Pai is a neoliberal fundamentalist who believes regulation in and of itself is a scourge that inhibits the functioning of the “free market.” Thus it’s not surprising that he believes the FCC’s role is to assist broadcasters in whatever plans they have for the future of AM, as opposed to facilitating the thinking about and implementation of solutions.
This is a dangerous paradigm, but unfortunately it reflects the modus operandi of contemporary broadcast policymaking at the FCC. One need look no further than the development and deployment of HD Radio itself. The technology was developed mostly in secret by broadcast-investors, who refused to take into consideration the larger concerns of their industry as a whole. By the time development and testing had been completed, and the FCC was petitioned to adopt the standard, most broadcasters (in the individual, flesh-and-blood sense) had no idea how functional HD Radio really might be, and many who did have some foreknowledge were skeptical.
As the record shows, this lack of transparency during HD’s development poisoned the policymaking environment and trade press. There was massive consternation among independent (i.e., non-iBiquity investor) broadcasters and the public about HD’s fundamental viability, not to mention its profound effects on the future potentiality of digital radio broadcasting itself. However, by that point the FCC had already effectively made up its mind on HD by opting out of any active role in the technology’s development and plans for rollout.
The FCC’s calculus for making this constitutive decision was simple: a small group of companies that controlled the vast majority of the radio industry’s revenue supported the technology, as did NPR. If the largest political and economic players in the world of radio broadcasting, both commercial and noncommercial, thought it was good, it must be good for everyone.
As we have seen over the last ten years, this assumption was incorrect. Broadcaster and listener indifference/resistance to HD Radio would seem to suggest that responsibly formative media policy cannot be made in a neoliberal vacuum. Yet more of the same will likely decide the fate of the mediumwave band.
It will be another fait accompli: the NAB and the nation’s largest corporate AM broadcasters will do “careful and thorough research” on the future of AM. NPR will sign on because it’s desperate to not be marginalized. Their “carefully vetted” conclusions which are “too complicated” for anyone but them to validate will be duly accepted by the FCC. Any public deliberation of the issue – inside the regulatory sphere or otherwise – will be garnish to provide the patina of due process to decisions that are being made now, to which all broadcasters and listeners should have a part.
Commissioner Pai’s call for an “AM Radio Revitalization Initiative” suggests the skids are already well-greased.
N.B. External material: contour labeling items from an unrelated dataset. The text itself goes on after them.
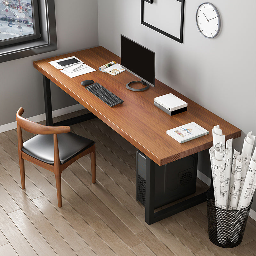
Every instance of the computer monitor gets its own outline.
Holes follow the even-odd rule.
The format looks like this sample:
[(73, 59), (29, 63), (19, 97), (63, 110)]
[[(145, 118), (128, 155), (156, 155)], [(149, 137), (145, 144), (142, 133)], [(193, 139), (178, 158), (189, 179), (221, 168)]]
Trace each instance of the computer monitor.
[[(141, 80), (128, 83), (127, 89), (141, 91), (148, 89), (149, 85), (155, 87), (155, 55), (154, 52), (121, 35), (121, 67)], [(141, 83), (146, 86), (132, 88), (129, 85), (133, 83)]]

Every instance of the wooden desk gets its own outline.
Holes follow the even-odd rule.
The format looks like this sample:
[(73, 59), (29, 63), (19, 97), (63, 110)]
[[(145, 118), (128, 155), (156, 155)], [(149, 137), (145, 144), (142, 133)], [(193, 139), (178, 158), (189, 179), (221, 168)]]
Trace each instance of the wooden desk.
[[(48, 63), (73, 56), (96, 71), (70, 78)], [(145, 221), (151, 224), (183, 210), (186, 207), (200, 203), (205, 198), (204, 193), (194, 199), (190, 199), (189, 202), (171, 206), (162, 212), (154, 213), (155, 183), (152, 177), (155, 177), (155, 170), (152, 161), (162, 165), (209, 148), (213, 144), (212, 130), (214, 124), (220, 125), (226, 140), (240, 137), (241, 131), (156, 79), (156, 87), (147, 91), (127, 90), (125, 85), (137, 80), (135, 76), (127, 71), (112, 76), (98, 70), (99, 67), (114, 60), (120, 62), (118, 56), (99, 46), (35, 61), (34, 66), (43, 75), (48, 124), (52, 125), (49, 79), (147, 156), (148, 171), (146, 174)], [(108, 89), (122, 99), (124, 103), (110, 108), (93, 96), (80, 84), (89, 79)], [(170, 116), (154, 105), (155, 97), (170, 93), (188, 103), (187, 111)], [(93, 117), (90, 115), (87, 118)], [(193, 121), (209, 131), (209, 134), (180, 144), (166, 133), (167, 130)]]

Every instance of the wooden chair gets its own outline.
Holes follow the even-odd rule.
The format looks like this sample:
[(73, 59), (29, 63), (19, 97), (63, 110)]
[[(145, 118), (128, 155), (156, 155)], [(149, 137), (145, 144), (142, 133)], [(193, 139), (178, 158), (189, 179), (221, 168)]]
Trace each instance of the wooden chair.
[[(61, 172), (73, 163), (89, 153), (92, 183), (95, 183), (95, 142), (70, 132), (69, 126), (46, 126), (28, 120), (21, 116), (24, 111), (20, 108), (16, 114), (21, 187), (25, 188), (25, 159), (54, 173), (58, 206), (61, 207)], [(22, 128), (37, 135), (23, 143)]]

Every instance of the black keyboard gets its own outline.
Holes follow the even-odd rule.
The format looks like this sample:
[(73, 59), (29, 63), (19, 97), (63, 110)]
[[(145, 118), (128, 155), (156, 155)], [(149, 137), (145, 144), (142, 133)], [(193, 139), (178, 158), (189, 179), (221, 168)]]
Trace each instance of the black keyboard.
[(124, 100), (98, 83), (95, 83), (84, 88), (110, 107), (113, 107), (124, 102)]

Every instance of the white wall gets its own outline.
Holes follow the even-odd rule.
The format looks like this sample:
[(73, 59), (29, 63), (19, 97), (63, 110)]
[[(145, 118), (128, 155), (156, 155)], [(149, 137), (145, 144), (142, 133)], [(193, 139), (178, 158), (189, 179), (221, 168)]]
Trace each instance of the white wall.
[[(98, 0), (99, 45), (120, 56), (122, 34), (155, 52), (156, 78), (241, 129), (233, 142), (241, 150), (246, 134), (256, 135), (256, 1), (211, 1), (221, 21), (220, 33), (212, 39), (196, 24), (203, 2), (185, 1), (181, 44), (140, 23), (140, 0)], [(159, 19), (168, 21), (169, 12)], [(198, 169), (210, 176), (208, 151), (199, 160)]]
[[(98, 45), (97, 3), (95, 0), (55, 1), (58, 49), (0, 63), (0, 125), (15, 121), (19, 108), (25, 117), (45, 112), (42, 75), (33, 61)], [(53, 110), (77, 102), (51, 84)]]

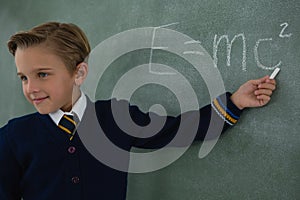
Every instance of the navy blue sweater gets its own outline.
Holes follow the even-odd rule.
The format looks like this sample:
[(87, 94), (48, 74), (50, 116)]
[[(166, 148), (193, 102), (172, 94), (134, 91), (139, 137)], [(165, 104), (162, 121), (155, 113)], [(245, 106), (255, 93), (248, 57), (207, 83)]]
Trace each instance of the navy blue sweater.
[[(226, 98), (225, 95), (223, 98)], [(238, 117), (240, 110), (233, 105), (228, 95), (227, 101), (227, 108), (224, 109)], [(167, 117), (158, 134), (138, 138), (124, 133), (115, 123), (112, 102), (120, 105), (120, 113), (129, 106), (130, 115), (137, 125), (144, 126), (150, 122), (149, 113), (143, 113), (125, 101), (97, 101), (95, 104), (88, 101), (79, 129), (90, 126), (89, 113), (95, 108), (97, 120), (106, 136), (125, 151), (130, 151), (132, 147), (161, 148), (174, 138), (182, 118), (194, 126), (193, 115), (199, 114), (199, 111), (191, 111), (177, 117)], [(211, 109), (210, 105), (200, 109), (195, 140), (203, 140), (210, 120), (214, 120), (215, 124), (224, 124), (223, 131), (229, 127), (220, 114), (222, 112)], [(154, 115), (154, 118), (160, 120), (161, 117)], [(80, 131), (84, 131), (84, 135), (90, 132), (87, 128)], [(184, 146), (186, 143), (182, 139), (172, 145)], [(128, 162), (129, 157), (125, 158), (125, 163), (126, 160)], [(77, 133), (69, 141), (49, 115), (29, 114), (10, 120), (0, 129), (1, 200), (91, 200), (95, 197), (124, 200), (126, 187), (127, 172), (115, 170), (95, 159), (83, 145), (80, 134)]]

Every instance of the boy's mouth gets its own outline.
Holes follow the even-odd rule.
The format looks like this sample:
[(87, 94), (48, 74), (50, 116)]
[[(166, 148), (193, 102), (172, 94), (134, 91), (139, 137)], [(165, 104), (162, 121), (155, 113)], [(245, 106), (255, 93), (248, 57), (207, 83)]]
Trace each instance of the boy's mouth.
[(41, 97), (41, 98), (34, 98), (32, 101), (34, 104), (40, 104), (42, 103), (45, 99), (47, 99), (49, 96), (46, 97)]

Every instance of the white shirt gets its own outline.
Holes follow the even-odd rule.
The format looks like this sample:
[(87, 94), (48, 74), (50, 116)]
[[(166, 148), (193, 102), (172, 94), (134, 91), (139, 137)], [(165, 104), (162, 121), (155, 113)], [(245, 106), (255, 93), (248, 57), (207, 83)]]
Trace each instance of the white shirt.
[(86, 109), (86, 104), (87, 104), (86, 96), (83, 92), (81, 92), (79, 99), (75, 102), (70, 112), (64, 112), (61, 109), (59, 109), (55, 112), (49, 113), (49, 116), (51, 117), (51, 119), (56, 125), (58, 125), (60, 119), (64, 114), (69, 114), (69, 115), (76, 114), (79, 120), (81, 121), (84, 111)]

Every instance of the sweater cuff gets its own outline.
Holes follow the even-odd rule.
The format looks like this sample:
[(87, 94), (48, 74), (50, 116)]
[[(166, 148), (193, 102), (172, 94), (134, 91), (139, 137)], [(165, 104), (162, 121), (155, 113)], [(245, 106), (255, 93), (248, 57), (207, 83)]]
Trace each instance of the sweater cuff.
[(215, 98), (211, 103), (215, 112), (229, 125), (238, 122), (242, 110), (240, 110), (230, 99), (231, 93), (226, 92)]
The FCC’s role in crafting the future of AM is to get out of the way. Pai suggested the Initiative be guided by “one basic question: are there regulatory barriers we can remove to help this sector rebound?” Calls for the widespread dismantling of regulation is neoliberal code for “let the marketplace decide.” If Pai and the FCC continue to mistake their conception of “the marketplace” as representative of everyone affected by the future of AM, the outcome of this important process will be suboptimal to say the least.
The key to avoiding this outcome is transparency. The NAB should release its report and Pai should make sure future deliberations take into proper account of the perspectives of all constituencies, regardless of their political and economic weight in the discussion. Making good policy on the future of AM radio calls for no less.